Sounds like you have a full plate...im still getting my head around coral13...plus i dont have the manual...so flicking from screen to screen is a real nightmare! I did think about buying an embroidery machine until i saw the cost!! Those things are pretty hefty on the old pocket...think i might 3rd party it until i have some sucess. So far I have had no sales...so I feel like a Panther that chased the beast and got a huge thorn stuck in her paw. I need to look at my marketing again. I should have know this could not have been easy.

Kind Regards
Sammy


----------



## leisure (Mar 3, 2007)

I have no clue about corel either and thank goodness I had the embroidery long before the plotter came in to play.I let one of my best customers that have campgrounds talk me into the plotter, so I could do there t-shirts also. Never thought it would be so hard to learn a program.The artcut i'm ok with it's the corel that drives me crazy,but I guess that comes with the job.
If theres anything I can help you with I'll be glad to.
Why are you switching back and forth from screens are you using tutorials?
Good luck Brenda


----------



## tashazo (Mar 11, 2007)

Okay so I 'm eagerly awaiting my epson r1800 in the mail. (i ordered a refurb from epson direct, right now it's a preety good deal). My question is, with the included ink (it's Ultrachrome Hi-Gloss pigment ink), what kind of paper do you print it on, and what settings do you use for the heat press (time, temperature, pressure, hot peel, etc)???
I have 2 boxes of transfer paper that came with my press, they were meant to be for a 'soft feel' for plastisol from silkscreening, but do you think they will work for my printer?
Also, how do different inks compare - i.e. bulk systems, magicink, etc...

Thanks!


----------



## GHEENEE1 (Jan 8, 2007)

Hi Leisure, I'm across the bay in St.pete I've got an HP 932c my colors fade after first wash. I'be upgrading to an Epson c88+ . MIKE


----------



## mrgeezteez (May 21, 2007)

i have read that the epson c88 is a decent one...
and the funny thing is my husband uses it at his job for labels!!
and he says it works great!
enjoy 
chrissy


----------



## snarley (Feb 9, 2007)

I would stick to an Epson printer, if you are only going to print on 8.5 X 11 inch transfers the c88 is fine. If you want to print larger transfers a 1280 is good but slow. the 1800 is their latest and a lot of these are being used. 

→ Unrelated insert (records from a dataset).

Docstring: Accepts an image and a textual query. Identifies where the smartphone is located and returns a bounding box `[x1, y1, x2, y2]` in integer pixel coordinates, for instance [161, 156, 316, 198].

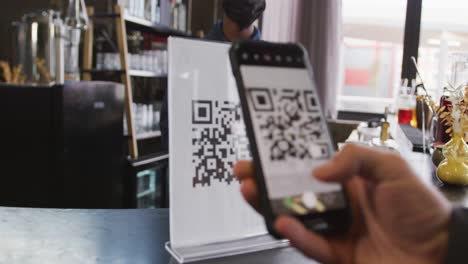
[230, 41, 351, 237]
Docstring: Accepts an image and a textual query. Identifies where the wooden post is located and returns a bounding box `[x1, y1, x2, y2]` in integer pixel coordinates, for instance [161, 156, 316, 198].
[115, 4, 139, 159]
[82, 7, 94, 81]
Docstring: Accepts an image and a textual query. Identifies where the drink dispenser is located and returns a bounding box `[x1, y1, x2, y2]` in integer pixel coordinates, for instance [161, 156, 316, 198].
[11, 10, 62, 84]
[10, 0, 89, 85]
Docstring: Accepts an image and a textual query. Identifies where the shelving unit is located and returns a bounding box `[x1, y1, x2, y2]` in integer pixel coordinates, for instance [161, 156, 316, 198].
[82, 2, 193, 209]
[83, 4, 190, 159]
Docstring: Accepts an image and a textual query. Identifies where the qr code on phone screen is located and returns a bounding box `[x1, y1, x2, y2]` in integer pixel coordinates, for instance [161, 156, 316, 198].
[248, 88, 329, 162]
[192, 100, 250, 188]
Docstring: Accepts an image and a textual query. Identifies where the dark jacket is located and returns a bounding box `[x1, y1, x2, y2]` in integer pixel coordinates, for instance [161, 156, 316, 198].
[446, 208, 468, 263]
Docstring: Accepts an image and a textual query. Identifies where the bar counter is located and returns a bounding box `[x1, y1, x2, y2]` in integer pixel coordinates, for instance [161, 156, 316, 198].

The advantage of the Epson is that there are a lot of after market ink manufactures out there that make Epson compatible ink and CIS systems. You can google epson ink and find a ton of them.

I have a 1280, 1520 and a 2200 and I use after-market ink in all of them. I also have an HP LaserJet 4MV that I use for film positives, it's a little overkill but they all have functions I like and use. 

I hope you find what your looking for and Good Luck

Bill M


----------



## leisure (Mar 3, 2007)

Hi neighbor we love St Pete,
I have the all in color Espon cx 5000 and i'm having trouble with the black ink turning a greenish color when heat pressed,I spoke to someone at a print shop and they think I may need to turn back the heat, but the paper says 375-385 for 25-30 sec, the paper is Jetflex from imprintables. I tried adjusting the ink per other forums but it didn't seem to make a difference. I'm wondering if maybe the all in one printers durabrite ink may be different then the c88 .Any suggestions would be great.


----------



## GHEENEE1 (Jan 8, 2007)

Sorry Brenda, have'nt had any ink issues yet, but my expierence is very limited.


----------



## clicksigns (May 15, 2007)

snmindustries said:


> i got my 1280, my dk20s heat press, and a bunch of other things from bestblanks.com.
> 
> the bulk ink from best blanks worked out good at first, but after a month or so of transporting it around the "hoses" that attach to the ink storage began to break off. if you are going to stay in one place the system will work fine. however, i travel to shows and festivals and every weekend i set up at a local biker hang out if im not scheduled somewhere else, so i move my euipment a lot.
> 
> ...


Hi SLimm,

My Geo Knight DK20S is coming next week, any comments about the heat press. Are you happy with the performance of it.

Thanks,
Alex


----------



## dddavis98 (Feb 14, 2008)

Epson is usually great for heat transfers. be advised the longer the heat is applied the dimmer your project


----------